This Was Weird…
You may (or may not) have read my previous blog post in which I wrote that I was going to apply an updated Hot Fix (#NTOR-8N5C2Y) on my Sametime R8.5.2 Classic servers to, hopefully, resolve the “Timed Out” errors we’ve been seeing over the past 2 months.
I applied the Hot Fix on all 3 regional servers and each server appeared to work correctly afterwards… it turns out that there *was* a problem… just nobody was awake at that time to “see” and report it.
Something Had Gone Wrong…
This morning, I woke up to a slew of emails (no phone calls however) from employees in Asia-Pacific saying they couldn’t see any European employees online and emails from European employees saying they couldn’t see *anybody* online. That was a rough way to start my day (and I hadn’t slept much because the upstairs neighbors had been kept me awake because of the noise they made re-enacting their honeymoon night from 1 AM to 3 AM)…
So once I dragged my tired body into the office this morning, I began by asking for a call back from our Lotus Support rep (who had asked me to put the Hot Fix on our server). While waiting for his call back, I poked around the Sametime_20111123.log file on my server to see if there weren’t any “obvious” errors.
And there was some very obvious errors! Here’s what I kept seeing all over the log file:
I StCommunity 23/Nov/11, 04:40:57 Logged in to server 10.10.10.10
E StCommunity 23/Nov/11, 06:02:22 Connection broken to server 10.10.10.10, reason 0×80000224
W StCommunity 23/Nov/11, 06:02:22 Logged out from server 10.10.10.10, reason 0×80000224.
Now, I can’t read Sametime error codes and remember what they all mean by heart (not yet anyway). So, I did a quick Google search and found Technote #1098479 titled “Explanation of error codes associated with Sametime Community Services” (here’s a link).
In that Technote, you can see that the error code #0×80000224 simply means “the connection has been reset”.
That is not useful at all.
The Weird Solution…
At that point, I had received a call back from our Lotus Support Rep and had sent him the CommunityConfig.txt and Sametime.ini from all 3 Sametime R8.5.2 classic servers in our company.
While the rep was busy looking for signs of trouble in the CommunityConfig file, I tried to contact our Notes Admin in Europe to ask him what he had tried so far. I couldn’t see him online but I tried to find him by name by using the search tool in the Sametime embedded client… here’s the weird thing I saw: he showed-up in the search results with his full canonical name instead of just his common name:

That was really weird. Normally, we only see 1 name (the 1st one)… we don’t see 2! The 2nd one even had the /UU (for Unseen University) listed twice.
Right away, I new something was wrong with the configuration of the Sametime Directory Service.
So, I opened the Sametime.ini of the server and found this little gem … there was 2 “[Directory]” section in the Sametime.ini of the server… and the 1st one was empty!
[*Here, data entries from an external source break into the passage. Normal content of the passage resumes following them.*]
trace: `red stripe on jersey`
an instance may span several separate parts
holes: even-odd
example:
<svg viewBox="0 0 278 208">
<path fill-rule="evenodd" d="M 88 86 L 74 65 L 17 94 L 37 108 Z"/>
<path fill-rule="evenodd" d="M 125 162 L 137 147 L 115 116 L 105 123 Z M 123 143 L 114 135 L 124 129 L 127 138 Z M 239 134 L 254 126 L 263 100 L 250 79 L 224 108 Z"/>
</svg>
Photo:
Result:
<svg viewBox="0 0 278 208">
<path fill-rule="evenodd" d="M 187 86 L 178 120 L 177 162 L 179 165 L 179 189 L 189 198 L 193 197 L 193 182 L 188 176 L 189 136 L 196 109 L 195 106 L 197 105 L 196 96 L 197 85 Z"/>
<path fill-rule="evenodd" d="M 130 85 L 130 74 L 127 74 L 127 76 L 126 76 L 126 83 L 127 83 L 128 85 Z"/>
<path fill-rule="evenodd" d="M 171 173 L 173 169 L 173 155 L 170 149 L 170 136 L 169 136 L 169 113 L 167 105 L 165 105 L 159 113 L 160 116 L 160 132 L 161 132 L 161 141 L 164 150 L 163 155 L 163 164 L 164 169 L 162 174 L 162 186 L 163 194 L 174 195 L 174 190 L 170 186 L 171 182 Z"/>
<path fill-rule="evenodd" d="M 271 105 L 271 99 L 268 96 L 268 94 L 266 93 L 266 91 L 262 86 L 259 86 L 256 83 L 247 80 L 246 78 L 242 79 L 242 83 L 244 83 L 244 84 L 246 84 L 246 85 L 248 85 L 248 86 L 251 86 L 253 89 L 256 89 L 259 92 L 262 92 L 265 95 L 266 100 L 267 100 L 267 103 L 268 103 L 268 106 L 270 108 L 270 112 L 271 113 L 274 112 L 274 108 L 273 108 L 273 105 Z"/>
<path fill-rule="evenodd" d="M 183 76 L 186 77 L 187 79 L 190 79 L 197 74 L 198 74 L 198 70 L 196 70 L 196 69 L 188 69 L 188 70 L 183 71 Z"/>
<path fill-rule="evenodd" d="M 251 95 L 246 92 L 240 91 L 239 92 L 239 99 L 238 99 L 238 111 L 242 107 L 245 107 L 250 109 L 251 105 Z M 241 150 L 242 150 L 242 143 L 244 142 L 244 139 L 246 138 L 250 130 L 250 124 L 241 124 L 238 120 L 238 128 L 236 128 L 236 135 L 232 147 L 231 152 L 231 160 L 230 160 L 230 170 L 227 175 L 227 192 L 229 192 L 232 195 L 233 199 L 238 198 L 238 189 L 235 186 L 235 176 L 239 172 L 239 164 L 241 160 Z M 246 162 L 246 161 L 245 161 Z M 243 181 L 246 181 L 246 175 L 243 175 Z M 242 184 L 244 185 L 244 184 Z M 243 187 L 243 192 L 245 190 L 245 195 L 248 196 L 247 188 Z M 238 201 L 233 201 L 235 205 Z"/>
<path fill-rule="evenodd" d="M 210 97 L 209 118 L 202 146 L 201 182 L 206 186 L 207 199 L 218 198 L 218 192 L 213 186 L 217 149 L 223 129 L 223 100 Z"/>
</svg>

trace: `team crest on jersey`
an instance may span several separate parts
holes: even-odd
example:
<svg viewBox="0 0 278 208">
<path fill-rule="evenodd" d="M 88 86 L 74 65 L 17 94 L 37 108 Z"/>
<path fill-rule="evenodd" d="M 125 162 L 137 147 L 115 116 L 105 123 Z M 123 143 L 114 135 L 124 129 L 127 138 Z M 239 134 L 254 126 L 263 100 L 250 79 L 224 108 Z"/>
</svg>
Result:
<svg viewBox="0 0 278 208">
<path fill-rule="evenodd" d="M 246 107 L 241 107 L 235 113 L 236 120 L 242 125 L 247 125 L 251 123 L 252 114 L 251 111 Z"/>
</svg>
Doh!

In the end, to resolve that weird “0×80000224″ error code, I simply had to remove the duplicate “[Directory]” section and reboot the server.
After that that server came back online, I restarted the ST Directory service on the 2 other Sametime servers and presto… all our users could see each other again.
Basically speaking, when a Sametime service loads, it reads the Sametime.ini from top-to-bottom. If it finds a section, it reads what’s in that section and loads according to the config of that section. It then stops and does not bother to check if there is another section below with more or different configuration settings. It’s completely logical and this is not a bug by my standards.
Now, why did the server work before without any problems with that duplicate section is a mystery to me… I’m just glad it’s back online and that all users can see each other now.
Conclusion?
Well, I don’t have much to say except that the error code is really cryptic and doesn’t help at all to explain what’s going in the “back” of the Sametime server.
I’m sure that if we had cranked up the debugging levels to crazy levels we would have eventually have found something… but how long would that have taken? Probably a few days… my track record with Lotus Support lately hasn’t been really good. I’m sure others have had much better experiences than me… I’m just unlucky.
Anyhow, I hope this helps someone, somewhere…
Thanks for reading and happy Thanksgiving to my colleagues in the USA!
Marc